B. Bénié, opérateur économique :Ces fétiches n’ont aucun effet

« En réalité, tous ces fétiches que nous voyons ça et là n’ont aucun effet. C’est une question de foi. C’est aussi psychologique sinon ils ne font rien du tout. Dans mon village par exemple, il y avait beaucoup des manguiers dans la cour d’un monsieur. Sur chaque manguier, il avait placé des fétiches. Mais à son absence, nous cueillions les mangues et nous les mangions à volonté. Personne n’a trouvé la mort ».

B. Eunice, ménagère :J’ai vraiment peur des fétiches

« J’ai vraiment peur des fétiches. C’est pourquoi je conseille à mes enfants de ne jamais s’approcher d’un arbre fruitier sur lequel se trouvent des fétiches ni même jouer dans un tas de sable où il y en a. Dans certains villages, certaines personnes sont mystiquement mortes. De bouche à oreille, nous avons appris que c’est parce qu’elles ont volé dans des plantations où il y avait des fétiches ».

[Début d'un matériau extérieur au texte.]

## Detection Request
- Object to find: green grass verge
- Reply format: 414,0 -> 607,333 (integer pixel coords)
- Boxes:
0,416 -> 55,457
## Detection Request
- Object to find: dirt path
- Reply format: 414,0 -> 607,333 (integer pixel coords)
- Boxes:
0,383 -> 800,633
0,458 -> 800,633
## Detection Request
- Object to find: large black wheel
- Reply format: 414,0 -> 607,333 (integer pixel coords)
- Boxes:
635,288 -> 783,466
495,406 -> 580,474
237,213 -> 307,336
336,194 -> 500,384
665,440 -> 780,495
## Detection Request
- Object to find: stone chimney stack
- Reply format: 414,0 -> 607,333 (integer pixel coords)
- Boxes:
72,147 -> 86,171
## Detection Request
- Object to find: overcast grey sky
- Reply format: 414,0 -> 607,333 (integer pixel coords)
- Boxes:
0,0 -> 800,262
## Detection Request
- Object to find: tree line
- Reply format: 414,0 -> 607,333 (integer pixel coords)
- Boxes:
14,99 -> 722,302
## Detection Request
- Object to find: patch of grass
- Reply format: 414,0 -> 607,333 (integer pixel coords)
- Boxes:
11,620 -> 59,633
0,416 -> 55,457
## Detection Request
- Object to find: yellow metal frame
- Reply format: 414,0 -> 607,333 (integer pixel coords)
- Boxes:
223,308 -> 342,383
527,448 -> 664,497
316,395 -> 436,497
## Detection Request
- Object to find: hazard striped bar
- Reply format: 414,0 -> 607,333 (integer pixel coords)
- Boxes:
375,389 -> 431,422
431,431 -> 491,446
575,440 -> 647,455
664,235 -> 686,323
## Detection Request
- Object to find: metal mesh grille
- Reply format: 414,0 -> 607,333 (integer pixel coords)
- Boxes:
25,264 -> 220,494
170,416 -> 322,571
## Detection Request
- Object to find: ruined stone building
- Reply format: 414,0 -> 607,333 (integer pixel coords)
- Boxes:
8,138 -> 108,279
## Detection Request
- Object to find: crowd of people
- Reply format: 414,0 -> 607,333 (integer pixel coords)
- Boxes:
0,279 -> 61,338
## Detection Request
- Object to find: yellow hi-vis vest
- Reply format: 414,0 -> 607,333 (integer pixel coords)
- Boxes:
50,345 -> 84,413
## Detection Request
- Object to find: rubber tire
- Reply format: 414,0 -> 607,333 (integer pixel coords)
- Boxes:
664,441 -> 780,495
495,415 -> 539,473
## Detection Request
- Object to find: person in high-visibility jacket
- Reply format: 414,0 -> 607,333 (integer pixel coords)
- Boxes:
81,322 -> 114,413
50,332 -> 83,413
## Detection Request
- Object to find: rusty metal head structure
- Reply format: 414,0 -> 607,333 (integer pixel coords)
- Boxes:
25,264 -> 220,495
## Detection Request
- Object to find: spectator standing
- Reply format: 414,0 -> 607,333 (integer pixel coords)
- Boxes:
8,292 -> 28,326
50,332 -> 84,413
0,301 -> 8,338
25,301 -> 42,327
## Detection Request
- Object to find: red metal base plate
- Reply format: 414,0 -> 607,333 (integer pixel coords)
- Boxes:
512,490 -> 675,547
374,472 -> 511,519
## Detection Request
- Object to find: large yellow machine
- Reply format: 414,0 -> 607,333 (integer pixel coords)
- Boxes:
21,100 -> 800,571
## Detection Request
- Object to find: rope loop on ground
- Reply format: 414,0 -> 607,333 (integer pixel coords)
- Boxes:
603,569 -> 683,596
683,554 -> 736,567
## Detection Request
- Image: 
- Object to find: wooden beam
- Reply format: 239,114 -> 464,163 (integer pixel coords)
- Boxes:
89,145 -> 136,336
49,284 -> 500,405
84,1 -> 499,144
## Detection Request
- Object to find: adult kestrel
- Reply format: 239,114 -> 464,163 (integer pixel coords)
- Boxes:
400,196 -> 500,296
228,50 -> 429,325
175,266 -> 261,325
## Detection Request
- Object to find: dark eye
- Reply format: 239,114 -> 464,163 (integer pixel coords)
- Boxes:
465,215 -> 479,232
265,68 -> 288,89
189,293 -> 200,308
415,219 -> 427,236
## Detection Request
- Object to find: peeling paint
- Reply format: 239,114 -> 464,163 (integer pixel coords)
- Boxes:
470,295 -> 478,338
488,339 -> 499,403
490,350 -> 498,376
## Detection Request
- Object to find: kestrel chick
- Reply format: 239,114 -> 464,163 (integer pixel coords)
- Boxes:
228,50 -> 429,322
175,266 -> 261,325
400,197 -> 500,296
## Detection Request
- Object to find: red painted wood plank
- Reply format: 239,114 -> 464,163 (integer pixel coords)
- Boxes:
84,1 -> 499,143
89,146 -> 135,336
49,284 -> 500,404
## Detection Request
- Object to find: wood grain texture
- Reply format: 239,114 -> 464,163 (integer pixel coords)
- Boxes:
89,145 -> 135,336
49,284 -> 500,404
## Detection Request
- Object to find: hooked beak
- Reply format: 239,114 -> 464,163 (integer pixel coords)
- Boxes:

L. Bertin, guide religieux :Tout est permis mais tout n’est pas utile

« On ne peut pas s’opposer à la manière de voir des gens. Chacun est libre de faire ce qu’il veut. Qu’ils sachent cependant que tout est permis mais tout n’est pas utile. Pour moi, ce sont les incrédules qui ne croient pas à l’œuvre de Dieu ».

En définitive, l’usage des fétiches pour protéger des biens privés continue de susciter débats et interrogations à Alépé. Entre croyances ancestrales, quête de sécurité et perceptions divergentes, cette pratique reste toujours ancrée dans certaines habitudes sociales et a même de beaux jours encore devant elle.